For graph outputs, query -o gfa|vcf --render-graph also renders the final 1D graph with gfalook. The default image is PNG beside the -O output prefix (<prefix>.png); --render-graph-output overrides the image path, and --render-graph-format svg or a .svg suffix emits SVG. Add --render-graph-depth to pass -m to gfalook for mean-depth coloring. With -b regions.bed graph output, -O is a directory for the graph files and the render output is written per BED row using the sanitized BED column 4 name.
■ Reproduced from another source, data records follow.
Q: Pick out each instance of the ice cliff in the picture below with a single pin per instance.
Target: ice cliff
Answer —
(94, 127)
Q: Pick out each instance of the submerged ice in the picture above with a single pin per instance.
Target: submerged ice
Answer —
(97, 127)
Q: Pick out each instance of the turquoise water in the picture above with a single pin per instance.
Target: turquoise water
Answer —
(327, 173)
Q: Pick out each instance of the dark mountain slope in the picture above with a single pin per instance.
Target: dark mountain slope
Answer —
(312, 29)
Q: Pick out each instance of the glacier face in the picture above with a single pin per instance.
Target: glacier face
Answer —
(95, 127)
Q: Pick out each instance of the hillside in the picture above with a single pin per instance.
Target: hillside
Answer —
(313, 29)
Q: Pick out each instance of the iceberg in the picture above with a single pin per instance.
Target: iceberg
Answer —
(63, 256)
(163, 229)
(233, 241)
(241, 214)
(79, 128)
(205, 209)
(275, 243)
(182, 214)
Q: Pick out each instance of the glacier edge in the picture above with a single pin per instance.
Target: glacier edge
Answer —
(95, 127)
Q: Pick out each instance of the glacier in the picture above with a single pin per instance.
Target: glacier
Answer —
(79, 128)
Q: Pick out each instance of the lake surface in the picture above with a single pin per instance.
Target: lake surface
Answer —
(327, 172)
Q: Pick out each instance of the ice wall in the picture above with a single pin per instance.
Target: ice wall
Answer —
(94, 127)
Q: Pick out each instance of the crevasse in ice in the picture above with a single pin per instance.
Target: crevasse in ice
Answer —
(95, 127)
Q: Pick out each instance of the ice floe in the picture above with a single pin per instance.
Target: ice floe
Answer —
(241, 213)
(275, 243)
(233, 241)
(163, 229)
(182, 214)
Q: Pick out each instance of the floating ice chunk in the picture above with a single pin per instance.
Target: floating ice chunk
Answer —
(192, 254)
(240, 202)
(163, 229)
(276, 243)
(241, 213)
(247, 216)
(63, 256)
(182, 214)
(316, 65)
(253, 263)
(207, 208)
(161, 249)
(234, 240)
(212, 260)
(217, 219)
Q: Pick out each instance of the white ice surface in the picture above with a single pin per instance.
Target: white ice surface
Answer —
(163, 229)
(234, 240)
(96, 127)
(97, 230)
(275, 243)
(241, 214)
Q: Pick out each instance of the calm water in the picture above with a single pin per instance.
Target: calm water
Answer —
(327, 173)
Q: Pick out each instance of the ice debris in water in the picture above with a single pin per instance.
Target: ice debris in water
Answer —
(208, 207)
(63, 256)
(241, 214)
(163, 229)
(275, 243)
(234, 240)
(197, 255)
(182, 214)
If you already have a local GFA, call variants directly with POVU via impg gfa2vcf -g local.gfa -o local.vcf -r ref_path. This is the same GFA-to-VCF conversion used internally by query -o vcf and partition -o vcf.

GFA engines

The graph, query -o gfa, and partition -o gfa commands share one set of engine implementations, selected via --gfa-engine:

Engine Pipeline Use for
pggb (default) sweepga + seqwish + smoothxg-style smoothing + gfaffix smoothed variation graphs
seqwish sweepga + seqwish + gfaffix raw (unsmoothed) graphs
poa single-pass SPOA small regions, quick MSA-based output
syng / syng:blunt regional syng syncmer graph with exact zero-overlap path materialization source-spelling syng graph output from syng indexes
syng:raw regional syng syncmer overlap graph explicit native overlap graph for debugging or overlap-aware consumers
syng-local / syng-local:blunt extract query-selected sequences, build a fresh local syng graph, then exact zero-overlap materialization experimental regional syncmer parameter sweeps

For syng-index queries, --gfa-engine syng defaults to syng:blunt. The compact form -o gfa:syng:blunt,k=63,s=8,seed=7 is accepted as shorthand for -o gfa --gfa-engine syng:blunt,k=63,s=8,seed=7; the k/s/seed tail is checked against the loaded syng index. Blunt syng output is sequence-preserving when the graph can fetch source DNA for non-syncmer spans via --sequence-files or the local temporary FASTA used by syng-local. Without source sequence files, missing gap DNA is emitted as N, and those paths are explicitly not source-preserving. Use syng:raw when you want the native syng overlap graph; raw path spelling requires an overlap-aware parser and is not the same as concatenating S-line DNA. Use syng-local when the local graph should be rebuilt from the extracted regional sequences with its own syncmer scheme, for example -o gfa:syng-local:blunt,k=127,s=16,seed=7:crush; in this mode k/s/seed select the local rebuild parameters rather than asserting the global index. Unlike syng, syng-local does not apply the syng frequency mask unless :mask is requested explicitly. Syng GFA extraction selects the top 0.05% most frequent local syncmer nodes and private-splits unsupported high-frequency occurrences before raw or blunt graph materialization. Occurrences in supported high-frequency runs or exact spans stay shared (freq-run=10 and freq-span=1k by default). The same run/span rescue is applied to spectrum-selected dispersed scaffold-glue nodes, so there is no second private-split path that bypasses the high-frequency support policy. It also splits rare repeated-copy local syncmer contexts by default, so high-copy repeats and single-syncmer repeat loops do not become global graph glue. Use -o gfa:syng:nomask to disable this, or -o gfa:syng:mask,top=0.001,max-occ=500,freq-run=10,freq-span=1k:crush to tune it. Use freq-run-aware=false or legacy-freq-mask=true to reproduce the older node-level frequency removal for debugging. Add :cut-ns, for example -o gfa:syng:cut-ns:crush, to drop assembly N-runs from fetched gap DNA and split graph paths at those breaks.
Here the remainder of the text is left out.